Für den Bereich der vorbeugenden Methoden und dem Einsatz von Schadschwellen fehlen nach Angaben der befragten Landwirte standortspezifische, praxistaugliche Handreichungen, und wirksame, vorbeugenden Bekämpfungsmöglichkeiten von Schädlingen, Schaderregern und Unkräutern. Dieses Fehlen behindert eine weitere Umsetzung der acht allgemeinen Grundsätze des integrierten Pflanzenschutzes. Es sind weiterhin regionalspezifische Forschungen und Tests notwendig, um diese Lücke zu schließen.

Innerhalb des IPS ist die Überwachung von Schadorganismen im Feld die Komponente, um zu beurteilen, ob die Schadschwelle überschritten wurde. Die Überwachung erfordert jedoch Zeit und Wissen. Die Anwendung von Schadschwellen für Schadinsekten wurde über zwei Jahre auf 24 (2018-2019) bzw. 17 (2019-2020) konventionell bewirtschafteten landwirtschaftlichen Betrieben in NRW durchgeführt. Es wurden die Auswirkungen auf den Zeitaufwand für Kontrollen, die Häufigkeit von Insektizidbehandlungen und die Wirtschaftlichkeit im Vergleich zur betriebsüblichen („business as usual“) Praxis erfasst. Betrachtet wurden Winterweizen, Wintergerste und Winterraps. Die Landwirte verbrachten deutlich mehr Zeit (42 min ha-1 / Vegetationsperiode; 21 min-1 Schlag / Feldkontrolle) mit der Überwachung von Schadinsekten im Winterraps als in Winterweizen (16 min ha-1 / Vegetationsperiode; 18 min-1 Schlag /Feldkontrolle) oder Wintergerste (19 min ha-1 / Vegetationsperiode; 21 min-1 Schlag /Feldkontrolle).

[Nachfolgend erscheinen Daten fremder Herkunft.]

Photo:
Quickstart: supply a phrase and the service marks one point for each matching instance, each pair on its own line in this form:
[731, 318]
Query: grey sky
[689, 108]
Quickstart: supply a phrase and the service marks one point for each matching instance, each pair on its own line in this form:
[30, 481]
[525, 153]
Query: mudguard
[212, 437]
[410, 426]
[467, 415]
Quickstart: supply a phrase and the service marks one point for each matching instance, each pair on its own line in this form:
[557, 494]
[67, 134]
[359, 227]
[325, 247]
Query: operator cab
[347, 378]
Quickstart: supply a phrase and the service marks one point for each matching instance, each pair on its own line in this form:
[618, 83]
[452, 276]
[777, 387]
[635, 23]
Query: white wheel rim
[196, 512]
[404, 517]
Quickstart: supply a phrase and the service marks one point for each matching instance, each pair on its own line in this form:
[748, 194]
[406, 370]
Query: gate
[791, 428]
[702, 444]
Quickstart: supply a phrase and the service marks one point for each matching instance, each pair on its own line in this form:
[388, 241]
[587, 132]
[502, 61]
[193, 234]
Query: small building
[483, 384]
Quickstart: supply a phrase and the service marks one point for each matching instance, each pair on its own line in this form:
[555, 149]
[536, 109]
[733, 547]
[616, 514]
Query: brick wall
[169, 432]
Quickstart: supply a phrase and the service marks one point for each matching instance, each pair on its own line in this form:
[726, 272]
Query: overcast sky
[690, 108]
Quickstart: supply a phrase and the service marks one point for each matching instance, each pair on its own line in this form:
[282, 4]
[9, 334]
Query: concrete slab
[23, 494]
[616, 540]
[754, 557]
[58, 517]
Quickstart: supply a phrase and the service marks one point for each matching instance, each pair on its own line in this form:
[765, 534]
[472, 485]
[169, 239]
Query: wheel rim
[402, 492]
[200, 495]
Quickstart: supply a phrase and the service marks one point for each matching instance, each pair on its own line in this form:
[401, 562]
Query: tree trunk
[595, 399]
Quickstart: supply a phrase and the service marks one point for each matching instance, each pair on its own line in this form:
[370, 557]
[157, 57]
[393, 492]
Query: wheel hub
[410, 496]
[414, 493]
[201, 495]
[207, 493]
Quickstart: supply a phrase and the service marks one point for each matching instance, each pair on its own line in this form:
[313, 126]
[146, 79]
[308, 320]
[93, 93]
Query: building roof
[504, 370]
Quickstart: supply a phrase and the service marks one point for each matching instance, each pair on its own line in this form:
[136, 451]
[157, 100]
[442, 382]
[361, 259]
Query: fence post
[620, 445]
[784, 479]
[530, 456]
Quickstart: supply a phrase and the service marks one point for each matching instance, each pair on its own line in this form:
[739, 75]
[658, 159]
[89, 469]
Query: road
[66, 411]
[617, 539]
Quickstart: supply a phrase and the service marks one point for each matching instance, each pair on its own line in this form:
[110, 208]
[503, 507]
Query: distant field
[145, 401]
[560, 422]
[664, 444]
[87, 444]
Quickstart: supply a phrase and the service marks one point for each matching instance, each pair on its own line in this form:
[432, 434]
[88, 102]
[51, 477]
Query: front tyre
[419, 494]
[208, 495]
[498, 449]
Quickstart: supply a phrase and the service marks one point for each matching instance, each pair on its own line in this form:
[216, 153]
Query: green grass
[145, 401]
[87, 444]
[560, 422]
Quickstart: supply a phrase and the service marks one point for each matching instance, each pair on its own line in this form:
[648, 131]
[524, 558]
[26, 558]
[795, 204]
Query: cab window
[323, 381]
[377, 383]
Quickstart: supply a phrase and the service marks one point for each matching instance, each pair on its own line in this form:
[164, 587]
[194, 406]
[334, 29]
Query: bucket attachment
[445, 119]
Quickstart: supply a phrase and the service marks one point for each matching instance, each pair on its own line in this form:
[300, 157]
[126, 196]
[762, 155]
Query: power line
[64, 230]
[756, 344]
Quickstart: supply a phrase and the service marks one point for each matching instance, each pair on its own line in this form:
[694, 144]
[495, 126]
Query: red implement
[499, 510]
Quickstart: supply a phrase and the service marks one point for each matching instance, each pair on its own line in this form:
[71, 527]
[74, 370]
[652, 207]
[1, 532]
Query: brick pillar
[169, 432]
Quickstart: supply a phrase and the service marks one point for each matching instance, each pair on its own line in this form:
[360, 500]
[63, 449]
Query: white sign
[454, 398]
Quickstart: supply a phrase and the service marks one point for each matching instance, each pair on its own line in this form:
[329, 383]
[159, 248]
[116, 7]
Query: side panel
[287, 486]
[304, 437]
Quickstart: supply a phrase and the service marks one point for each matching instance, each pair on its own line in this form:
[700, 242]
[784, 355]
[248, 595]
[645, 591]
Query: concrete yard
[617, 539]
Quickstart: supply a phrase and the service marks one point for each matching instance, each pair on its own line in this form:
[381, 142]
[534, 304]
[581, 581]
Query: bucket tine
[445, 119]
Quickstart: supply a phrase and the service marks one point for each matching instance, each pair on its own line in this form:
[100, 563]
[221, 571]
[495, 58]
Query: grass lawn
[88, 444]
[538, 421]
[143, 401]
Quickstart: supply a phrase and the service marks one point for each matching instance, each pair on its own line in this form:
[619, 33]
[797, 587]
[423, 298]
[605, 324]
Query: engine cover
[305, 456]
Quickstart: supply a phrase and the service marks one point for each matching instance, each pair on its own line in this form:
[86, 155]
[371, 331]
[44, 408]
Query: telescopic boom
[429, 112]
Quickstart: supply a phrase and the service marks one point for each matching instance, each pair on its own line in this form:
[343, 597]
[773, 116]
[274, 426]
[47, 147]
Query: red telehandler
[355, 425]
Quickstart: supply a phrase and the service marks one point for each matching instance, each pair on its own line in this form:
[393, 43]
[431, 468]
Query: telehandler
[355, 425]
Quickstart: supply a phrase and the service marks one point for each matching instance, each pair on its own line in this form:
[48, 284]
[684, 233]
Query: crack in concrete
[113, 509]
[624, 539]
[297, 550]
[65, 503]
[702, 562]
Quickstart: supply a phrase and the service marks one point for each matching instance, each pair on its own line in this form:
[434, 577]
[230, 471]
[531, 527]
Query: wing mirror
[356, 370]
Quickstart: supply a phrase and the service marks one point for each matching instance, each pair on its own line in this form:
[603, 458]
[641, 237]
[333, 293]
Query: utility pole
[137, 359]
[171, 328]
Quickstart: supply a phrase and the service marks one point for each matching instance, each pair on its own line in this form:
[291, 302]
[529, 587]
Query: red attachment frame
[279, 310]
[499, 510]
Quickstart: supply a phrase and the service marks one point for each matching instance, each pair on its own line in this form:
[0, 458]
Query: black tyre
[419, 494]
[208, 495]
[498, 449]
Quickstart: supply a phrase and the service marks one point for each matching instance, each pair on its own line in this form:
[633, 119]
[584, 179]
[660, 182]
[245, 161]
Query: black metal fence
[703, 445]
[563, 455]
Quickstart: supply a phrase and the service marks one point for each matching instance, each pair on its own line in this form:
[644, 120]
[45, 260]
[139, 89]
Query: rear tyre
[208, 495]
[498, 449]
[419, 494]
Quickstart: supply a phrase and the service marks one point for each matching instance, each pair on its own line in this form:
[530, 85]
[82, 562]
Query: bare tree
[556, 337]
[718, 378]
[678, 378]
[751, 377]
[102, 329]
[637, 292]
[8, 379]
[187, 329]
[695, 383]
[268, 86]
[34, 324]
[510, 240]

Der Einsatz von Insektiziden im Raps wurde durch die Feldkontrollen signifikant um 42 % reduziert. Bei den Getreidekulturen verringerte sich der Einsatz von Insektiziden um 50 %. Dieser Wert ist jedoch nicht signifikant. Die Anwendung von Schadschwellen nach IPS und das daraus abgeleitete Handeln bezüglich Insektiziden wirkte sich nicht auf die Erträge aus. Wirtschaftlich gesehen können die Kosten für die Überwachung nur gedeckt werden, wenn die Arbeitskosten und die Erzeugerpreise niedrig und die Kosten für Insektizide hoch sind. Die Schadschwellen können dazu beitragen, die politischen und ökologischen Ziele der Insektizidreduzierung mit dem ökonomischen Ziel der Produktionssicherheit zu verbinden. In Zukunft sollten Zeit- und Kostenaufwand für die Überwachung durch intelligente Lösungen und Instrumente reduziert werden. In Teilen erfolgt dies schon durch Apps, Prognosemodelle und KI.

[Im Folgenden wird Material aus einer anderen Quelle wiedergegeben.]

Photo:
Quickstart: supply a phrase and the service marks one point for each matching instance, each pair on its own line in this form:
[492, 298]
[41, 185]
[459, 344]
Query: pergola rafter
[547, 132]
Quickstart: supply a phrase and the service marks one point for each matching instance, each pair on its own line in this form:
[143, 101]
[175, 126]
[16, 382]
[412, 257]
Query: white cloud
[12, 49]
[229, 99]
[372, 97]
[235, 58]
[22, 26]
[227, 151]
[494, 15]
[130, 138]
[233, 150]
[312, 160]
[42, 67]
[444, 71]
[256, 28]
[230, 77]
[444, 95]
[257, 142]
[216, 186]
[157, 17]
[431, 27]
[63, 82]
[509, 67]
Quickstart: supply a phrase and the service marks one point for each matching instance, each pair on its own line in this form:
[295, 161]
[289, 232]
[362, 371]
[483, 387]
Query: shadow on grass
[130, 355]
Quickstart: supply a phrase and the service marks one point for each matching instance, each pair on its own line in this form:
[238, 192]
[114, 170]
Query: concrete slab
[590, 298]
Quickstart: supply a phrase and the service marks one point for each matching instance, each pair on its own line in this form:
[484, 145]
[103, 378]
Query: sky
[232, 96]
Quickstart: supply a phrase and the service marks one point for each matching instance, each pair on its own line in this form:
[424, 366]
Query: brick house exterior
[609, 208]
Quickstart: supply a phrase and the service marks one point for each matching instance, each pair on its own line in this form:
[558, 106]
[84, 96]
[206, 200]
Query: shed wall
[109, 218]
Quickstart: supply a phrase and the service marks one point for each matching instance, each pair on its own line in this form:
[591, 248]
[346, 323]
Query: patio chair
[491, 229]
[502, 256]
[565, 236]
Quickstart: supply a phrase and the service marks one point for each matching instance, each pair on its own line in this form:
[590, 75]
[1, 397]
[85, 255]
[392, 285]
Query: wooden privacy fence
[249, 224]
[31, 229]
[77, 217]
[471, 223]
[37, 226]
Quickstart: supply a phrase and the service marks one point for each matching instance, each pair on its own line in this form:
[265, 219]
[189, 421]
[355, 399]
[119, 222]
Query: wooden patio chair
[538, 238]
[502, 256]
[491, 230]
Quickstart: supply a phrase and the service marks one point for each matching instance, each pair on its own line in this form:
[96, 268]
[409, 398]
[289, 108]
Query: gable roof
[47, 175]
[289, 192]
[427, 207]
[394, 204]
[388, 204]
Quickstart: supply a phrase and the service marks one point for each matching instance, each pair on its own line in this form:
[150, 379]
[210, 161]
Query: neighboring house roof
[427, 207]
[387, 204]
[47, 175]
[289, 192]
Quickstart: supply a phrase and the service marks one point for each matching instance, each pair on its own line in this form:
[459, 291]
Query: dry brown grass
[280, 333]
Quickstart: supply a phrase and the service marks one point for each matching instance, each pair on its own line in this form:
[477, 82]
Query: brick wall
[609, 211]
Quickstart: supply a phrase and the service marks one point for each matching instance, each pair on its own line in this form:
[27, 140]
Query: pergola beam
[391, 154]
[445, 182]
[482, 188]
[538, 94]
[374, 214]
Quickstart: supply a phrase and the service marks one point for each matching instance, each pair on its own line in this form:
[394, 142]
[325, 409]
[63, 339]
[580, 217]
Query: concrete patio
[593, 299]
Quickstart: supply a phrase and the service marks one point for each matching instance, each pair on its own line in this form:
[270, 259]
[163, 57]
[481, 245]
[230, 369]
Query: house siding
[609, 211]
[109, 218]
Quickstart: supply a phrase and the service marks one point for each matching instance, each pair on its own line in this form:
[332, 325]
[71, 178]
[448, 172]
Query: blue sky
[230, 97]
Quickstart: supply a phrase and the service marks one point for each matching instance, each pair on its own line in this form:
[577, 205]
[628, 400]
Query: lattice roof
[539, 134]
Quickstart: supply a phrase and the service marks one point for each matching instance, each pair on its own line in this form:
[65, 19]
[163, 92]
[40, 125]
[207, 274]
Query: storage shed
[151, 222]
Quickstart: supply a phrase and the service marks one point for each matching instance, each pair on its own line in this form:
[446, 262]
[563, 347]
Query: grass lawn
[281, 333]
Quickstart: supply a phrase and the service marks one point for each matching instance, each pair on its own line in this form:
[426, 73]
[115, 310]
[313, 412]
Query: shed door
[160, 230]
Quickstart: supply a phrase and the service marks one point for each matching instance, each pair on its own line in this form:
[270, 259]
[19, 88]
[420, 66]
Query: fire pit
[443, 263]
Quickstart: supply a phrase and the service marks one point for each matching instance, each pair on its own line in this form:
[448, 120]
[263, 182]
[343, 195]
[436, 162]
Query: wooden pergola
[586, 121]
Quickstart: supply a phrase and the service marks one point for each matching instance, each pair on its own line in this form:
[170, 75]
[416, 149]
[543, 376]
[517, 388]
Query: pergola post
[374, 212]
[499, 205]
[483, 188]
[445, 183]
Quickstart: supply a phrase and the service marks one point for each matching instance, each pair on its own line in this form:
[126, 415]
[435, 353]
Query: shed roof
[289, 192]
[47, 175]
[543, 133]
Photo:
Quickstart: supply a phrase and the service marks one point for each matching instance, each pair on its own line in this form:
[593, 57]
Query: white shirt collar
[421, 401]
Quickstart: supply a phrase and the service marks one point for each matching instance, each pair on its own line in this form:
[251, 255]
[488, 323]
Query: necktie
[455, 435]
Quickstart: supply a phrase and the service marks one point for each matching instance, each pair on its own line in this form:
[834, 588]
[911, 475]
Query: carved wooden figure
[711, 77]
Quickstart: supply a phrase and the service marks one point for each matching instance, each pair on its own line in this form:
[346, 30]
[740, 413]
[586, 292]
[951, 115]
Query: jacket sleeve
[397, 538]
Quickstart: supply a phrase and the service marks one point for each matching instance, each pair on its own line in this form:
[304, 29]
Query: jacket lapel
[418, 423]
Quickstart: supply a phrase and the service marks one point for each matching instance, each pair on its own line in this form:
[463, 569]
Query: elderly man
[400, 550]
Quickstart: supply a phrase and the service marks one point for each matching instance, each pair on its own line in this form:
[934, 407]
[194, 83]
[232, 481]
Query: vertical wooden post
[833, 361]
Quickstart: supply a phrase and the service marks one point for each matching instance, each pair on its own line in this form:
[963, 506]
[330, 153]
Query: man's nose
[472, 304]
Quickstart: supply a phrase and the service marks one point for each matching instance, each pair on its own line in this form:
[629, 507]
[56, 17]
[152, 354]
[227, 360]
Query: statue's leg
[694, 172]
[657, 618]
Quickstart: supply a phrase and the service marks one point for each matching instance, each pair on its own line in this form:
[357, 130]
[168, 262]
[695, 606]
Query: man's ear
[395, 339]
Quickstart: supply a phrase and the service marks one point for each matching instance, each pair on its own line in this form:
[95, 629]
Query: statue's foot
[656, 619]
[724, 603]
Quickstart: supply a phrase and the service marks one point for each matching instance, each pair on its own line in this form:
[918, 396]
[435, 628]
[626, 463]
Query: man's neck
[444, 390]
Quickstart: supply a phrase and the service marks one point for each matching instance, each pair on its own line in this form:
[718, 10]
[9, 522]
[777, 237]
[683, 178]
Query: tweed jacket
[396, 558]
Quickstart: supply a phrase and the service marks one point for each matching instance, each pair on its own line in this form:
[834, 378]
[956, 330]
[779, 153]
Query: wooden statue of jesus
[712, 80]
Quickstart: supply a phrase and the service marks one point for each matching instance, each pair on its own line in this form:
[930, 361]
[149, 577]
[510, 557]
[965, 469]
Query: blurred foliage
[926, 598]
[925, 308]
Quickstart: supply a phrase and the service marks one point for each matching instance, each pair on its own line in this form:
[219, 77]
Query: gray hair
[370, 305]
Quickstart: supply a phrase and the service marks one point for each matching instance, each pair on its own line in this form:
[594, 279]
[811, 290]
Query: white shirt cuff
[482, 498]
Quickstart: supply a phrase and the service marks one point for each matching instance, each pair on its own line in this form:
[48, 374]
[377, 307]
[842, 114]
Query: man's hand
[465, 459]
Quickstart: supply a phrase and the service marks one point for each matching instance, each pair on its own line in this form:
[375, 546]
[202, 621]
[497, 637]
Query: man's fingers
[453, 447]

Der IPS fand Anwendung, wenn er direkt mit chemischem Pflanzenschutz zusammentraf. Die betriebsindividuellen Handlungen beruhen auch darauf, dass die Alternativen zu chemischen Pflanzenschutzmitteln (Insektiziden) für die Betriebe nicht (lohnend) verfügbar sind. Die Hemmung der Anwendung des IPS ist multifaktoriell geprägt. Neben allgemein organisatorischen Gründen führen auch wirtschaftliche Einflüsse zu Skepsis gegenüber den Schadschwellen und hemmen damit deren Anwendung. Die Schadschwellen werden den praktischen Anforderungen der Landwirtschaft nicht gerecht. Landwirtschaftliche Betriebe sollten ein erhöhtes Eigeninteresse an der Fokussierung auf den IPS und seine Methoden entwickeln, gestützt durch mehr Demonstrationsvorhaben seitens der Offizialberatung. Das Interesse kann durch mehr Einbindung der Praxis in die Forschung gefördert werden. Gleichzeitig müssen die bestehenden Schadschwellensysteme überprüft und hinsichtlich ihrer Terminologie deutlicher voneinander abgegrenzt und kommuniziert werden. Eine Neudefinition durch Ergänzung weiterer Einflussfaktoren (z.B. Biodiversität) und Abgrenzung gegenüber Marktfaktoren könnte eine höhere Praxisbedeutung mit sich bringen.